Ada sebagian penderita hepatitis B yang memiliki kekebalan tubuh yang dapat menekan aktivitas virus sehingga tidak merusak hati. Karena itu, jenis obat yang akan dikonsumsi tergantung pada ada atau tidaknya proses kerusakan hati yang sedang berlangsung.

Obat yang biasanya dianjurkan dokter untuk penderita dengan hati yang masih berfungsi baik adalah peginterferon alfa-2a.

Jika pemeriksaan mengindikasikan bahwa hati Anda mengalami kerusakan, dokter akan memberikan obat lain. Adanya kerusakan ini menunjukkan bahwa peginterferon alfa-2a kurang efektif atau tidak cocok untuk Anda. Alternatif lain yang mungkin ditawarkan oleh dokter adalah obat antivirus (biasanya tenofovir atau entecavir).

Keefektifan pengobatan berbeda-beda untuk tiap orang.

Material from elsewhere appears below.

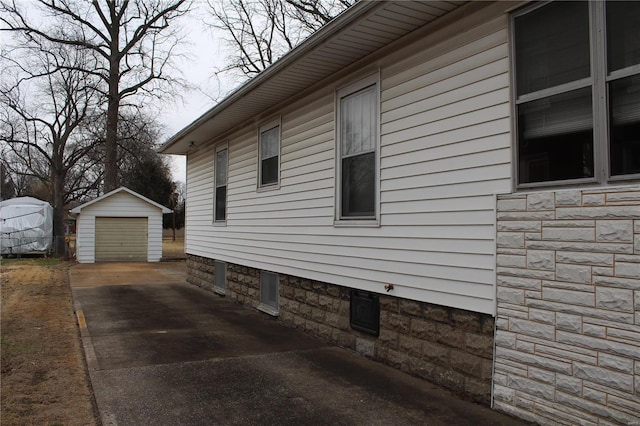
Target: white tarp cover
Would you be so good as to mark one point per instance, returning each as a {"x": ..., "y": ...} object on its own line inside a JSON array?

Dalam beberapa kasus, dampak pengobatan dapat sangat efektif sehingga sistem kekebalan tubuh penderita dapat mengendalikan hepatitis B. Jika berhasil, dokter pada akhirnya akan menganjurkan Anda untuk menghentikan konsumsi semua obat.

Obat pasti memiliki efek samping, maka penting bagi penderita untuk mematuhi seluruh cara pemakaian, mulai dari dosis, cara memulai dan menghentikan konsumsi obat, serta kapan sebaiknya mengkonsumsi obat.

Meski efek sampingnya bisa terasa mengganggu, penderita dianjurkan untuk terus meminumnya. Penghentian konsumsi obat dapat menimbulkan reaksi resistansi obat (ketahanan virus terhadap obat) serta kerusakan hati. Konsultasikanlah dengan dokter sebelum Anda berhenti meminum obat.

Penting bagi Anda juga untuk mengenali efek samping apa sajakah yang mungkin terjadi akibat obat-obat tersebut. Akan sangat berguna bagi penderita untuk mengerti cara kerja obat dan efek samping yang mungkin ditimbulkannya, mulai dari yang ringan hingga yang berbahaya. Ini supaya efek samping ringan dapat diantisipasi dan ketika efek samping yang berbahaya terjadi, penderita dan anggota keluarganya dapat mengenalinya dan segera bertindak.